Contrairement à l’affinité naturelle de la femme pour les espaces sombres et closes, pour un utérus-maison qui crée l’avenir ou pour une maison ou chambre à soi, Vesna Stefanovska a contourné l’espace prénatal du vide. Ici, le vide est interprété par l’artiste en conjonction avec le plein et c’est son unique façon de fonctionner, de la même manière que le noir est vu comme le corps du rayon lumineux. Son installation Fenêtre est réalisée avec des cadres des fenêtres en aluminium dispersés dans l’espace d’exposition. La dispersion du regard dans toutes les directions reformule les stéréotypes sur la maison humaine considérée comme une unité intègre strictement formatée et élargie la notion de une chambre à soi.

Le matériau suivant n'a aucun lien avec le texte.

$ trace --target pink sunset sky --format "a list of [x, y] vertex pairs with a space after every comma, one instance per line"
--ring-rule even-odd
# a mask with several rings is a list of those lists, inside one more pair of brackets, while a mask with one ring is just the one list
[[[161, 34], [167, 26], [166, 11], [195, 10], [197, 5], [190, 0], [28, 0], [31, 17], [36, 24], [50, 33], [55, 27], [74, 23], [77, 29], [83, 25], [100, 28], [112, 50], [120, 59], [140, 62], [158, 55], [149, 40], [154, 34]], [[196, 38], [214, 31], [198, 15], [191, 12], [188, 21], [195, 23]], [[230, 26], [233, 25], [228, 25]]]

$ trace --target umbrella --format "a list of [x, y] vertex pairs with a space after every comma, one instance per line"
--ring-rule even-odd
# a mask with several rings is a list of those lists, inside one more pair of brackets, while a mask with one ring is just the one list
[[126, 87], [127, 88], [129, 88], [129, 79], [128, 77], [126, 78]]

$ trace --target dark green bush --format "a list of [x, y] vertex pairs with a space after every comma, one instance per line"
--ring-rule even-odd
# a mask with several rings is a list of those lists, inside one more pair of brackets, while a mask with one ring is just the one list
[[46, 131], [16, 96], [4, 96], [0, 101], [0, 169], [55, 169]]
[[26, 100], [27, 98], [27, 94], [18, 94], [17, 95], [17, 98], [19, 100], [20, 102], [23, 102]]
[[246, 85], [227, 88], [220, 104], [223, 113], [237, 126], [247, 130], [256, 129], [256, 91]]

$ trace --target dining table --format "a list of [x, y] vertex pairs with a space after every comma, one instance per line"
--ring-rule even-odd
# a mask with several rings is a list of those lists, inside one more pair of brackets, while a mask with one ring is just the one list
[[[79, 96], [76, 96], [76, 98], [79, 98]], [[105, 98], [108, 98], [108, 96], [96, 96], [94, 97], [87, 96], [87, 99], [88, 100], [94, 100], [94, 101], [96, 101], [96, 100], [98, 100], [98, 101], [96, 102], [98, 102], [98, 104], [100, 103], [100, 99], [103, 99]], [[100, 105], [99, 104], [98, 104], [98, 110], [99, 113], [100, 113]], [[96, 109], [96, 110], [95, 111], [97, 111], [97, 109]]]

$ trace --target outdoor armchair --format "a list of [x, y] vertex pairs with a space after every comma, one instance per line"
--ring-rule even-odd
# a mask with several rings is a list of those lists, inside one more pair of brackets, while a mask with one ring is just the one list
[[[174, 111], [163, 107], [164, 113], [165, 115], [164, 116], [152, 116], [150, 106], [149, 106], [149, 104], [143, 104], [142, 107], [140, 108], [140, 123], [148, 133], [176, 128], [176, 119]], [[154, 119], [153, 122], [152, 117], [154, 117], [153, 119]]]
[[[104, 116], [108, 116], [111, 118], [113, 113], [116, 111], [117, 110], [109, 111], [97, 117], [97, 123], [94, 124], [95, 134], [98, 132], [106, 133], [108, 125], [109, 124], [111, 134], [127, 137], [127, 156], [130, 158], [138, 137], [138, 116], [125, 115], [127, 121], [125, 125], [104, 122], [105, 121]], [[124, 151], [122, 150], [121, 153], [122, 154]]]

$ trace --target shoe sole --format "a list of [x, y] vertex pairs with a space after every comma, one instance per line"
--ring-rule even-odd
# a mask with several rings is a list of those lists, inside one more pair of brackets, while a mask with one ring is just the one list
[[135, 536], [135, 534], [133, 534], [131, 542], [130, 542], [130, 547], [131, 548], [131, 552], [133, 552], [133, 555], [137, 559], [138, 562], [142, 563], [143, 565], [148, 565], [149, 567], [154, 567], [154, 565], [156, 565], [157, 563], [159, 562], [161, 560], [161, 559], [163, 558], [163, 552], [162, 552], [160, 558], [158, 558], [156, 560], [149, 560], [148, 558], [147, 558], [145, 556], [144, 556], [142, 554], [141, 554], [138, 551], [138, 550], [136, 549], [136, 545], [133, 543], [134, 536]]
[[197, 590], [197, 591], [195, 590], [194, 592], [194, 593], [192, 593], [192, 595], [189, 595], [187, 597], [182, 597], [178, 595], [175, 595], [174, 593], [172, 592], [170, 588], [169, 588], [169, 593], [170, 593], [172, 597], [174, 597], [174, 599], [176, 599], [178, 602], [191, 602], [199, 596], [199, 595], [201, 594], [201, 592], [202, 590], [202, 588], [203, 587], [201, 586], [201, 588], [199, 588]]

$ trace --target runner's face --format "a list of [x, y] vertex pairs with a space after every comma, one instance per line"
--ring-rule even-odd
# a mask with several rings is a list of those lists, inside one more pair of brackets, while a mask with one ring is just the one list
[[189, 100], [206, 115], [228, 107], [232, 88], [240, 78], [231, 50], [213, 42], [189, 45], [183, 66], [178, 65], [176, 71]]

Ce qu’elle suggère ingénieusement et de manière métonymique est sensé démontrer la libération du regard féminin dirigé uniquement vers l’intérieur et vers le bas, lui offrant ainsi son élasticité maximale. À travers le cadre, telle une structure restrictive et transparente, elle réussit à atteindre l’émancipation de la introversion féminine (par opposition aux théories de Schopenhauer, Freud, Bataille). L’interrelation entre le publique et les cadres suspendus permet aux spectateurs de communiquer les uns avec les autres à travers l’œuvre. Ceci implique une procédure qui, à un autre niveau, dévie de la force centripète du foyer, tel un nucleus introverti.

Parmi les points les plus délicats de la sensibilité féminine et des causes de son intériorisation, est le regard masculin dirigé vers son corps. Les expressions tels « voir le touché », « toucher le regard », « l’œil comme extension du touché » contiennent le différence entre les sens masculins et féminins.  L’œil qui déshabille l’autre dans l’œuvre Absence de Vesna Stefanovska entreprend les prérogatives de l’homme. En reproduisant les mouvements des yeux paressant en plusieurs écrans, l’artiste crée un corps d’organe visuel

En inventant l’œil humain en un organe indépendant, un symbole phallique, elle a pu le présenter comme une arme contre l’agressivité de regard mâle.